À première lecture, l'investisseur immobilier moyen se sent hors cible. À seconde lecture, la question est plus subtile. Une fois le principe posé et le seuil fixé, l'histoire fiscale française enseigne que les seuils ont tendance à descendre. L'impôt sur les grandes fortunes de 1981 avait vocation à ne toucher qu'une élite, il a rapidement concerné une population beaucoup plus large sous forme d'ISF.
Pour la fiscalité du stock, la question technique majeure reste l'évaluation. Un patrimoine immobilier locatif valorisé au prix de marché n'a rien à voir avec le même patrimoine valorisé selon sa capacité de rendement net. Les débats à venir sur les méthodes de valorisation, et sur le sort des dettes d'acquisition, seront déterminants.
Concrètement, un investisseur qui détient plusieurs millions d'euros d'actifs immobiliers financés à crédit peut afficher un patrimoine net faible tant que la dette court, puis se retrouver mécaniquement au-dessus de seuils au fur et à mesure du remboursement. Le profil de désendettement devient une variable fiscale.
Le troisième chantier est le plus politique. La refonte des droits de succession fait consensus dans le principe, dissensus sur le sens. Deux options s'opposent : un allègement pour les transmissions modestes et moyennes, financé par un durcissement au-delà d'un certain seuil, ou une refonte plus globale intégrant la question des donations, des abattements et de leur périodicité.
Les paramètres actuels, abattement de 100 000 euros par parent et par enfant, renouvelable tous les quinze ans, barème progressif au-delà, constituent le socle qui a permis à des générations d'investisseurs d'organiser des transmissions échelonnées. Toute modification de ces paramètres, en particulier l'allongement du délai de rappel fiscal ou le rabotage de l'abattement, aura un effet massif sur les stratégies patrimoniales.
La conclusion pratique s'impose. Un investisseur qui a des enfants majeurs, un patrimoine constitué et l'intention de transmettre par étapes a intérêt à ne pas laisser passer le cycle actuel de quinze ans sans utiliser au moins partiellement les abattements disponibles.
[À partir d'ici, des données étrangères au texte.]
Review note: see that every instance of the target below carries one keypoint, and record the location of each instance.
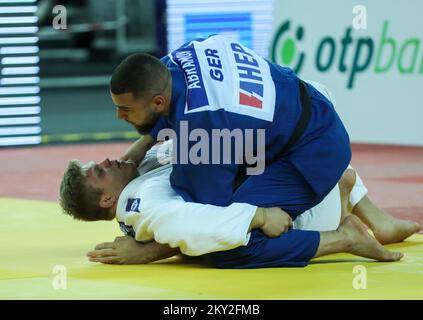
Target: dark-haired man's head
(141, 88)
(90, 192)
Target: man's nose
(105, 163)
(121, 114)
Le coût d'opportunité d'attendre est asymétrique : si rien ne change, vous n'avez rien perdu, si la règle durcit, vous avez évité un surcoût significatif.
Trois actions structurent une réponse rationnelle à ce contexte.
Premier chantier, l'audit patrimonial. Établissez un état exhaustif de vos actifs, de leurs valorisations, de la dette adossée, des structures de détention. Cet inventaire est la condition préalable à toute décision. Sans photographie précise, vous ne pouvez ni chiffrer les scénarios ni arbitrer.
Deuxième chantier, la revue des structures. SCI familiales, holdings patrimoniales, démembrements existants : chaque montage doit être testé au regard des trois réformes potentielles. Un schéma optimisé sous les règles de 2015 peut se révéler suboptimal, voire fragile, sous celles de 2027.
Troisième chantier, l'accélération sélective des transmissions. Sans céder à la précipitation, identifiez les opérations que vous pouviez envisager à trois ou cinq ans et que le contexte fiscal justifie d'anticiper. Donation-partage, donation avec réserve d'usufruit, pacte Dutreil sur une structure éligible : les outils existent, leur fenêtre d'utilisation optimale, elle, se referme progressivement.
L'histoire fiscale française récente enseigne une constante : les réformes patrimoniales majeures préservent presque toujours les opérations bouclées avant leur entrée en vigueur. La prime revient à ceux qui décident tôt sur la base d'une analyse froide, pas à ceux qui attendent la publication du texte.